According to the Labour Market Survey of 1999 there are currently about 3.1 million disabled people in employment, which equates to 12 per cent of the total workforce. Traditional classroom-based training can be problematic for people with disabilities for several reasons. Travelling to and from training for those who are immobile is inconvenient. For those with hearing and visual impairments, classroom-based training can also be difficult. One way of ensuring that all your staff, regardless of their ability, have easy access to consistent training is through implementing e-Learning, and for HR and training departments it is a welcome alternative to classroom-based training because of the flexibility and accessibility it offers. It can be carried out in the office or at home so travelling no longer becomes a problem. Good quality e-Learning contains high levels of text, audio and video which makes it easier for those with visual or hearing disabilities.

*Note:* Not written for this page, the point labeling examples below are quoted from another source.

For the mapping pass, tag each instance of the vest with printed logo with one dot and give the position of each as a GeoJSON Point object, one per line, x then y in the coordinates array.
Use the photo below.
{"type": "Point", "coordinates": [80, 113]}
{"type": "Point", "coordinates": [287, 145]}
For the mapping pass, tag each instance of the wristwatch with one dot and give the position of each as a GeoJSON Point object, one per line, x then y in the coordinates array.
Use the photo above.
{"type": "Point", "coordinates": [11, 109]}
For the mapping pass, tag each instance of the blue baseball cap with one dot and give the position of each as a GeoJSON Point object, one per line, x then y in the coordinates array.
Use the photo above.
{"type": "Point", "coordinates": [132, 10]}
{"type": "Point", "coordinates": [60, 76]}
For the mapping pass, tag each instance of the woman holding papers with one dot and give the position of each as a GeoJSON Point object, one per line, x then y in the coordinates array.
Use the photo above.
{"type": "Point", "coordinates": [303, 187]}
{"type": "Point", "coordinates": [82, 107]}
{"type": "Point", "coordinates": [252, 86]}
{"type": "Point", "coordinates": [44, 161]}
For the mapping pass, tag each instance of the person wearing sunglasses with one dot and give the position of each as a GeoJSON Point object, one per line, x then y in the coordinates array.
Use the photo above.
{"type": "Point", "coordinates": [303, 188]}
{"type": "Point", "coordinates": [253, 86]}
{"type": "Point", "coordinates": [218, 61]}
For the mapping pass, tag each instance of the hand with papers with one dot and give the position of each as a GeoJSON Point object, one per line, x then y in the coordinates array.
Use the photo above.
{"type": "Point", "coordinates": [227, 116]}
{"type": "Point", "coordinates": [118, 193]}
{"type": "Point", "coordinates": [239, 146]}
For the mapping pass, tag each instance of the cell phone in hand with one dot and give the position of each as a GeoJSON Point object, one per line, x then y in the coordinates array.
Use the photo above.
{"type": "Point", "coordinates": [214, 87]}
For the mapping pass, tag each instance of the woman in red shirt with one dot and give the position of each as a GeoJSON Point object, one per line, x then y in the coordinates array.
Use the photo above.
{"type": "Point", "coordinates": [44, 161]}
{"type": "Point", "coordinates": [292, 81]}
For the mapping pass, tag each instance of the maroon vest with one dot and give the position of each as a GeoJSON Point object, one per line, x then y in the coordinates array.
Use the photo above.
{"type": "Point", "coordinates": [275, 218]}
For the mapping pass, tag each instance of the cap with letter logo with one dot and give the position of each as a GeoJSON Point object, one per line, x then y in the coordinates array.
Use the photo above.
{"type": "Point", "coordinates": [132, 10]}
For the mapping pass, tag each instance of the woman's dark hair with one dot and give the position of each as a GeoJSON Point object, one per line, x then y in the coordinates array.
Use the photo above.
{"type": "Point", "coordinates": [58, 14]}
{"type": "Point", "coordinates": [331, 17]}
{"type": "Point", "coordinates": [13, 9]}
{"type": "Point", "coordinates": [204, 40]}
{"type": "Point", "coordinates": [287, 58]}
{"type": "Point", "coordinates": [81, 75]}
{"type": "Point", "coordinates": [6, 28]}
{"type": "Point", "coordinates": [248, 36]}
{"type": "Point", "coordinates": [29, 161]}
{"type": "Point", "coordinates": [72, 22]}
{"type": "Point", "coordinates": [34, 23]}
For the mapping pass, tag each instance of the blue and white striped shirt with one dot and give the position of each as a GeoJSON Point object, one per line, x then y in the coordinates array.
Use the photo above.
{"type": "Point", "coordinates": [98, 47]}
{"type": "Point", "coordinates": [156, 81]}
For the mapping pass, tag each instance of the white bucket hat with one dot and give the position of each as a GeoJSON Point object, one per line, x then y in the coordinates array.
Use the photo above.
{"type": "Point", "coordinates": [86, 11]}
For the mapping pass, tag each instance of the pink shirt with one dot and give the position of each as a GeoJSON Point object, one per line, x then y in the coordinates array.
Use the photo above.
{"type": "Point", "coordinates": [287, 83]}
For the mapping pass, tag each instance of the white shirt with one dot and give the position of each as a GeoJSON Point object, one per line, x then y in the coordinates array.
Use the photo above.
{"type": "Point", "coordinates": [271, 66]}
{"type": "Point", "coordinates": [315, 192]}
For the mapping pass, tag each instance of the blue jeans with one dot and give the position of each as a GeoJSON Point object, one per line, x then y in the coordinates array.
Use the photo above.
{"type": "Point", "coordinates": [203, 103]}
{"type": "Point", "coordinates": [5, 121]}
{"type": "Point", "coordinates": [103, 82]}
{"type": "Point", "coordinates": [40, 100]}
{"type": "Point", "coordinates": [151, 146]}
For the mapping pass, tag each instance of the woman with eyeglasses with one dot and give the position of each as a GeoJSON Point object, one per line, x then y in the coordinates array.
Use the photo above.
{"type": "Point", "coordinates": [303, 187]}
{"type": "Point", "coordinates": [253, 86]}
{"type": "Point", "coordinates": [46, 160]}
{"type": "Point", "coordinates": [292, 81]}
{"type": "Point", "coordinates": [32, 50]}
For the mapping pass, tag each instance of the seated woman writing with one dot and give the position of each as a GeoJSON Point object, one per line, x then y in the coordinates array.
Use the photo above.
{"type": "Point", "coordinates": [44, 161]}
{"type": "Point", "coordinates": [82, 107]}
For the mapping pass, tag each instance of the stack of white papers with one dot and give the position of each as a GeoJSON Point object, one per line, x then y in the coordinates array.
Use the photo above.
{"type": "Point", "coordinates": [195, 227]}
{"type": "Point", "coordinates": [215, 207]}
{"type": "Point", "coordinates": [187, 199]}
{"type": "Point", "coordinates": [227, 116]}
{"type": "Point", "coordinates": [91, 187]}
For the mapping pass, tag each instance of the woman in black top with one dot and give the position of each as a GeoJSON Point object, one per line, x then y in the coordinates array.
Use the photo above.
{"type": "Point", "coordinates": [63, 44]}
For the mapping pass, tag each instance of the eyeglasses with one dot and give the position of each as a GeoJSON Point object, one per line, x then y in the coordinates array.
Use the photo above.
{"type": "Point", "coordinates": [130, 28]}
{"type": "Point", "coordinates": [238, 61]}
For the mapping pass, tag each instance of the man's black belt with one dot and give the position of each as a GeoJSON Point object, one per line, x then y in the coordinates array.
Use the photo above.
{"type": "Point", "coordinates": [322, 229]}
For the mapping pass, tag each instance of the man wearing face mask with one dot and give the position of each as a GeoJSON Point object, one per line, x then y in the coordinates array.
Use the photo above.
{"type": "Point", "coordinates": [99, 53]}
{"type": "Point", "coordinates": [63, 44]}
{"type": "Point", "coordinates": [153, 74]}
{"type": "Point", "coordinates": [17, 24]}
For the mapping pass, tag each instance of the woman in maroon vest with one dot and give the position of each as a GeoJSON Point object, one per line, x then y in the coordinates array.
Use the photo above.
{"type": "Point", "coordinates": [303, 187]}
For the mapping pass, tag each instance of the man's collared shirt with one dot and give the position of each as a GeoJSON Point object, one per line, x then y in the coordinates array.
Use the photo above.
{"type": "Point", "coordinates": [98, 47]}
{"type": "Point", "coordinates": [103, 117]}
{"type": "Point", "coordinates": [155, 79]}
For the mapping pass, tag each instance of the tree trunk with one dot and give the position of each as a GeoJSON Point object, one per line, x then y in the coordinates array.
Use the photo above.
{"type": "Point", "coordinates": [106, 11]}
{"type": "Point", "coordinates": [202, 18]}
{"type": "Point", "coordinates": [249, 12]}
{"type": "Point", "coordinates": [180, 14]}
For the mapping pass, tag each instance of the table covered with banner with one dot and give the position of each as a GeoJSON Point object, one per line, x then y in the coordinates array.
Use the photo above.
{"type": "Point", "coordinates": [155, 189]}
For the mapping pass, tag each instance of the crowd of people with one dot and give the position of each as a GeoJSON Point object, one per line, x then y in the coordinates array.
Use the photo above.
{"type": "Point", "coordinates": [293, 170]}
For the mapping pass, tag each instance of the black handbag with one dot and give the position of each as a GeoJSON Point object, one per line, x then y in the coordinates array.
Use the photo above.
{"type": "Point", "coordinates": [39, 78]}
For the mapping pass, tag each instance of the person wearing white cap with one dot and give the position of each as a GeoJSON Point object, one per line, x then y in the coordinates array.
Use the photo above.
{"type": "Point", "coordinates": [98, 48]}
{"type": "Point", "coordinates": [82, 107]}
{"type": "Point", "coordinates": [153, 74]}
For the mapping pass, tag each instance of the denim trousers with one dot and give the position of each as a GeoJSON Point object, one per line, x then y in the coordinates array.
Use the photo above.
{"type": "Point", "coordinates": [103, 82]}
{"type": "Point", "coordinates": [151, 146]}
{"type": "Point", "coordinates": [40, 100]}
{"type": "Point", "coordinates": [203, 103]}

And good news for trainers - progress is being made to make e-Learning even more accessible. New technologies are constantly being tested and formulated to make learning as easy as possible for the disabled. Training providers are starting to integrate assistive technology - the technology used to provide easier access to learning technologies for people with disabilities - into their e-Learning solutions. To give you an example, how do you navigate an online course without the use of a mouse? With assistive technologies, if an individual is unable to use a mouse he or she can easily navigate a course using the keyboard.

This is significant progress which will raise the standards of accessibility and lower some of the barriers facing people with mobility, hearing and visual impairments. Courses that do not integrate assistive technologies mean that learners with disabilities have to deploy specialised third-party devices or technologies in addition to the courseware, which can set back learning progress.

With 6.6 million disabled people at a working age (approximately 20 per cent of the total workforce), the government is actively encouraging businesses to recruit disabled people . And while organisations are becoming more and more aware of their obligations to disabled people we still have a long way to go, and as we get there the provision of accessible training is going to become an increasingly important issue.

Fortunately new e-Learning technologies are helping many HR and training managers to provide equality in training for every member of staff, which for the many disabled employees in the UK is welcome progress.

So we might not yet be in the technological utopia of the ‘e’ pioneers, but we’re certainly in the process of levelling the playing field.